"Die Olsenbande sieht rot" ist der achte Streifen der Filmreihe um das Gaunertrio. Als Egon dieses Mal aus dem Gefängnis kommt, hat sich einiges verändert. Borge hat eine Freundin, die ein Kind von ihm erwartet. Beide wollen heiraten. Für die bevorstehende Hochzeit wird natürlich Geld gebraucht. Egon will dieses Mal eine sehr wertvolle chinesische Vase aus der Mingdynastie stehlen.
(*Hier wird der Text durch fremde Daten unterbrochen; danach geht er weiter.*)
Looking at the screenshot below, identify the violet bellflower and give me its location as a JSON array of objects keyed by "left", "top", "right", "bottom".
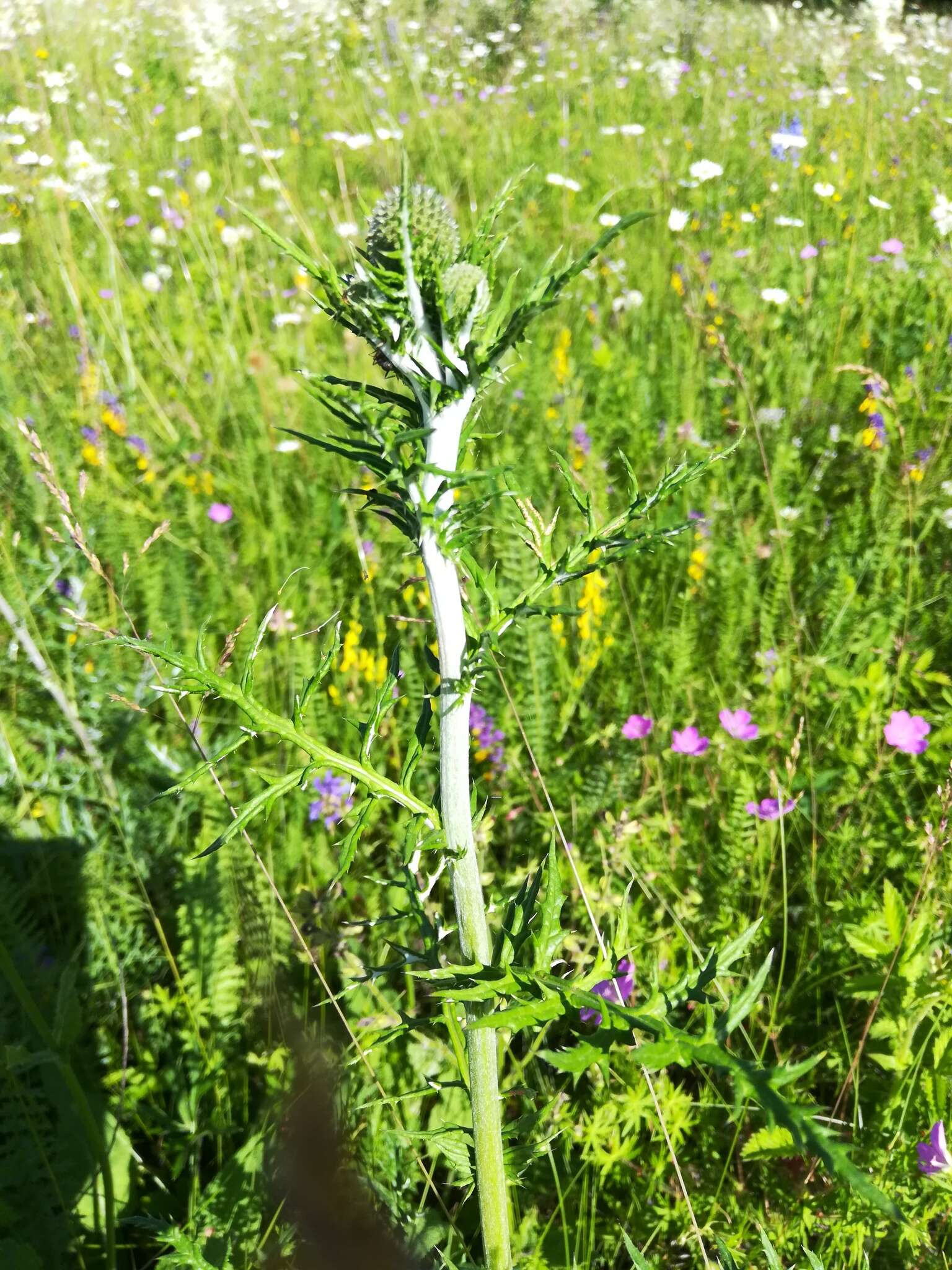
[
  {"left": 579, "top": 956, "right": 635, "bottom": 1026},
  {"left": 307, "top": 771, "right": 354, "bottom": 829}
]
Im Prinzip läuft im Film so ziemlich alles nach dem gewohnten Schema ab. Das "dumme Schwein" hat hier auch wieder einen Auftritt, leider allerdings einen recht harmlosen. Auch die Komik ist meist nur durchschnittlich. Ganz amüsant ist allerdings, dass Yvonne die Vormundschaft für Egon übernimmt. Das Ende des Streifens ist außerdem mal ein klitzekleinwenig anders als üblich.
Wirklich lobenswert, innovativ und sehenswert ist allerdings der letzte Einbruch. Die Olsenbande begeht hier ihren Einbruch in eine Oper nach einem klassischen Musikwerk (daher auch der Alternativtitel "Schlagbohrer mit Musik"). Die Harmonie zwischen dem Sinfonieorchester und den Bohrern, dem Dynamit, u.s.w. ist einfach köstlich. Allein wegen dieser Szene sollte man den Streifen unbedingt einmal gesehen haben!